Maybe I am out of touch, but a candidate who calls himself a democratic socialist, promises to end fracking and savages oil companies wouldn’t seem to be the likely savior of Democratic politics in Texas. In fact, in 2016, Mr. Sanders lost to Hillary Clinton by more than 30 points here.
You could argue, as some do, that with so many candidates scrapping over the middle, it makes sense that Mr. Sanders, in the 20 percent-plus range, has the biggest total. You could say that after Mr. Biden’s strong stand in the South Carolina primary, things could change.

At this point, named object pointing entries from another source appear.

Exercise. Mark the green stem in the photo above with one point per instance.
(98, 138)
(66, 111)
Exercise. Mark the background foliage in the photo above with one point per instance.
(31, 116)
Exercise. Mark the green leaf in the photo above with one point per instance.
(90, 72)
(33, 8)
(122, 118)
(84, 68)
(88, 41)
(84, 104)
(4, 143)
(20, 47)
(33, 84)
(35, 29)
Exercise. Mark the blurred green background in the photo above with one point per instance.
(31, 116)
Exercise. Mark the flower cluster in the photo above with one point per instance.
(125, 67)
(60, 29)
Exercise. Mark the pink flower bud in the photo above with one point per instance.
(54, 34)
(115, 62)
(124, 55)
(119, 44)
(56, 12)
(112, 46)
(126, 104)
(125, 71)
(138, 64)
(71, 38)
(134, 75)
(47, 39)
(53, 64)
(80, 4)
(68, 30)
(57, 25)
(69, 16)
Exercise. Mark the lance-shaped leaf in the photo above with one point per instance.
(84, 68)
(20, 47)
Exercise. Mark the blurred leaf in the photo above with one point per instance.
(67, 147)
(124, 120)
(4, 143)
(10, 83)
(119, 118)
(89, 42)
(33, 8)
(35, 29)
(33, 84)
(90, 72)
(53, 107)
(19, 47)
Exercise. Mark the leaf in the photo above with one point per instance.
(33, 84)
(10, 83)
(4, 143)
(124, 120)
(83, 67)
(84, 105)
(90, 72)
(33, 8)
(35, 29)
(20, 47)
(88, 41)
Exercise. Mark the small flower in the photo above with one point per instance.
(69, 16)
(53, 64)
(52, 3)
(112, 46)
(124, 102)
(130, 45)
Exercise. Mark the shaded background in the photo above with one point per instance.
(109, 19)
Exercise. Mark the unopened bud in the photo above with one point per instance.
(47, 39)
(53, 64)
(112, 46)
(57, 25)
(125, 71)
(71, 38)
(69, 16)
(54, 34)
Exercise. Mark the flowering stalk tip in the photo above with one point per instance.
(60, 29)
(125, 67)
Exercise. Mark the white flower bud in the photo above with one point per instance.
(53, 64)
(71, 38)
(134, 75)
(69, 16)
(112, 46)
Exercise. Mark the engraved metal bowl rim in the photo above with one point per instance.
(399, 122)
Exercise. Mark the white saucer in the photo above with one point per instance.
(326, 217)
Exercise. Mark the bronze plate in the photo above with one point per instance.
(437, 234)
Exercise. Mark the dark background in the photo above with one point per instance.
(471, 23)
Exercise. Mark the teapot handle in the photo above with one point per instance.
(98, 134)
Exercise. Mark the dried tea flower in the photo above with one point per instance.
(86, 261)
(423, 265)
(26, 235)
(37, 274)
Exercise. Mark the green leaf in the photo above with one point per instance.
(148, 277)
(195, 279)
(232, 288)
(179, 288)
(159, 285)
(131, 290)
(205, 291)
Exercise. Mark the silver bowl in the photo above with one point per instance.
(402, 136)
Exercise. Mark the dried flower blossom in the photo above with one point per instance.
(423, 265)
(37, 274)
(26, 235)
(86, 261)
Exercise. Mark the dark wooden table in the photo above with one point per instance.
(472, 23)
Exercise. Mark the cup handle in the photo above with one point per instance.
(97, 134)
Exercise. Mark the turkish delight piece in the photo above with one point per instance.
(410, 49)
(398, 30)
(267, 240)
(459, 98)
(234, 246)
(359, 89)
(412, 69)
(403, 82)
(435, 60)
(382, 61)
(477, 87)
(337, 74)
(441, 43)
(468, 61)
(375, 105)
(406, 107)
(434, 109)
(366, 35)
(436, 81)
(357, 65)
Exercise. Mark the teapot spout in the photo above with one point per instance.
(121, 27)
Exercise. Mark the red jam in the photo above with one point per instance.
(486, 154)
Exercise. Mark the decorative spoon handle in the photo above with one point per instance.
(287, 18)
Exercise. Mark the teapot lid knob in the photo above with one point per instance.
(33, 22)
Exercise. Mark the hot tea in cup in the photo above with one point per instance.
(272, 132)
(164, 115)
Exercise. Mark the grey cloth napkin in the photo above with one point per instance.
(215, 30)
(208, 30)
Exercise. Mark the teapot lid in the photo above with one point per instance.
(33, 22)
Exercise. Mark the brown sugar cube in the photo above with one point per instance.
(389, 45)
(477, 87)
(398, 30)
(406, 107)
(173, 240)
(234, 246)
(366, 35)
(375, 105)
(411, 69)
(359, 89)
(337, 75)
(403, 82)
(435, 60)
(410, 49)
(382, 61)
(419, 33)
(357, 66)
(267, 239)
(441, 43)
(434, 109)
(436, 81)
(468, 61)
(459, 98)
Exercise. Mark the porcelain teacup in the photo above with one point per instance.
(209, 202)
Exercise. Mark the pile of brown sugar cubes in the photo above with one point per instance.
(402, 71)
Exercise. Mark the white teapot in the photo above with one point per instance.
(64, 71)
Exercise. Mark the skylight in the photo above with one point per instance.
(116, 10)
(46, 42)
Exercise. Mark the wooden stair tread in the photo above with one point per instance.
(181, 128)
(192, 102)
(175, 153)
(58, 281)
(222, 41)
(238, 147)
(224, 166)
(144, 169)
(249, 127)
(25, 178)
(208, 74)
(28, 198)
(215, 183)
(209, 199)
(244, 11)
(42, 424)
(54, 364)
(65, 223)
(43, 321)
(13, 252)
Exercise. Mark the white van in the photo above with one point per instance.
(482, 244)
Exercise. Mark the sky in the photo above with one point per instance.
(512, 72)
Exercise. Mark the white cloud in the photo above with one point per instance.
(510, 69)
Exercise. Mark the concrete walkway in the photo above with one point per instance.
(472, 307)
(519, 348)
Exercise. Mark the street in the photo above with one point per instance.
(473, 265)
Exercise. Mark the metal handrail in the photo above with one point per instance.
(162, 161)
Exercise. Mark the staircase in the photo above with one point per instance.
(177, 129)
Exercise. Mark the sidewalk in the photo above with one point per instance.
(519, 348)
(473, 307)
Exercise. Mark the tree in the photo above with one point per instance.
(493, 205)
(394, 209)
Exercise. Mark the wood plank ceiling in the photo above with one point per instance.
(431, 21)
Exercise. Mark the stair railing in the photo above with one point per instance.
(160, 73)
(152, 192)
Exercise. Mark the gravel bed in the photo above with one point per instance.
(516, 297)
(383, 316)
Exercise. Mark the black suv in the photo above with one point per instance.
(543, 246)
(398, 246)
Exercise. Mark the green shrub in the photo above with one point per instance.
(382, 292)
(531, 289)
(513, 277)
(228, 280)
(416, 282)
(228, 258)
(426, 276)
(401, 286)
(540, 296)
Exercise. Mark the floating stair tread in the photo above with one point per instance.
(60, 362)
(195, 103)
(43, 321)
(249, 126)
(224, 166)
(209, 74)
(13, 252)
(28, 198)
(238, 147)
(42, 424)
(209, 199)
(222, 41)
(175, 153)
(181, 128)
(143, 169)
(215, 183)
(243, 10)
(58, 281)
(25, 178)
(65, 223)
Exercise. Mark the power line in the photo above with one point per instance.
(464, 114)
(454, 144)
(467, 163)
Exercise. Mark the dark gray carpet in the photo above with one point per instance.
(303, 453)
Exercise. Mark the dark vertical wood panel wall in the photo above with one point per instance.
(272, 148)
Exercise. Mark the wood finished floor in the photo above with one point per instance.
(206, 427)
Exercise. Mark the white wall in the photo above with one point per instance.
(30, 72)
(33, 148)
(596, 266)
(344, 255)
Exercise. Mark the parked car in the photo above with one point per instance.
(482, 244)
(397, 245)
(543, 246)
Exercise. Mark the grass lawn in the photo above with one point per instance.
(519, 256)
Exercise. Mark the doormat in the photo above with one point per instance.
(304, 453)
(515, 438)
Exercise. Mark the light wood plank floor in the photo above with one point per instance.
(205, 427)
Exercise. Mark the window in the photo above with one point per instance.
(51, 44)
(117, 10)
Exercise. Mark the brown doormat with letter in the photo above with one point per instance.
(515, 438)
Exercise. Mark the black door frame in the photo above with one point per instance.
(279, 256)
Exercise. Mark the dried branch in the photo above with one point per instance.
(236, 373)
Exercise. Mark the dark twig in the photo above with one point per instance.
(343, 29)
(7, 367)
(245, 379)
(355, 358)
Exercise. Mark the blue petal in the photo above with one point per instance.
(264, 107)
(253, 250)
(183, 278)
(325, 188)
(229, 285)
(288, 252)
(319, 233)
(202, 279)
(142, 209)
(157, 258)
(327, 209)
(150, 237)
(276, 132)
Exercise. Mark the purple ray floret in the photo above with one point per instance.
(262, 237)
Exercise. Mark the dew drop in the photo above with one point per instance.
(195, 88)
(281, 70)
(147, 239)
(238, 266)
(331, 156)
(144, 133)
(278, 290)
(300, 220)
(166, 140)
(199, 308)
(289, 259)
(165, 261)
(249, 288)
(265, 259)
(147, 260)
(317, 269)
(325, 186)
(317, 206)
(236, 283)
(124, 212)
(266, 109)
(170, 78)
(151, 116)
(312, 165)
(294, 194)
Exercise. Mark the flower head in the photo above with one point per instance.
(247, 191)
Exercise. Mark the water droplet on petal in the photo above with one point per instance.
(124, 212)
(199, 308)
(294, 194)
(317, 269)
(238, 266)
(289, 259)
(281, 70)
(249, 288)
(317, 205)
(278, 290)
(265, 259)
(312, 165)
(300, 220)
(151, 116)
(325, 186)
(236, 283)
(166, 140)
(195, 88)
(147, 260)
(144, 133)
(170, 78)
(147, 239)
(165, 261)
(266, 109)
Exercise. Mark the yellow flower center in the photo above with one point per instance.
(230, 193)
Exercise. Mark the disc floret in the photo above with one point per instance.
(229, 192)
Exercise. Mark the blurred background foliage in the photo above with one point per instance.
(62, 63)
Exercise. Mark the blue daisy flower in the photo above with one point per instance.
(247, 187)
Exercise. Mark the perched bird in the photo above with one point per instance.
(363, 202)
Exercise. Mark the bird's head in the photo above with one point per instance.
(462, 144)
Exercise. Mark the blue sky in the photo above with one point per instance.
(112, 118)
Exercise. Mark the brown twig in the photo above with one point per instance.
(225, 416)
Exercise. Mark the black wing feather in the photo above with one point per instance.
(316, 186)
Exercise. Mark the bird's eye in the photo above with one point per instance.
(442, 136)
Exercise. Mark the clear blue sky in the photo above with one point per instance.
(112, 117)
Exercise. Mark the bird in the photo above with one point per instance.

But let’s consider the surprising, if short-lived, Beto O’Rourke phenom. It suggested the existence of an untapped pool of left-leaning voters here — you may recall that the obscure if charismatic El Paso congressman came within about 219,000 votes of Mr. Cruz with a combination of young voters, Latino voters and newly registered voters (Mr. Cruz won in a squeaker, 50.9 percent to 48.3 percent). Some of the same people who engineered Mr. O’Rourke’s rise — but not his fall — are former and current Sanders organizers who postulate that Texas isn’t a Republican state but a nonvoting state.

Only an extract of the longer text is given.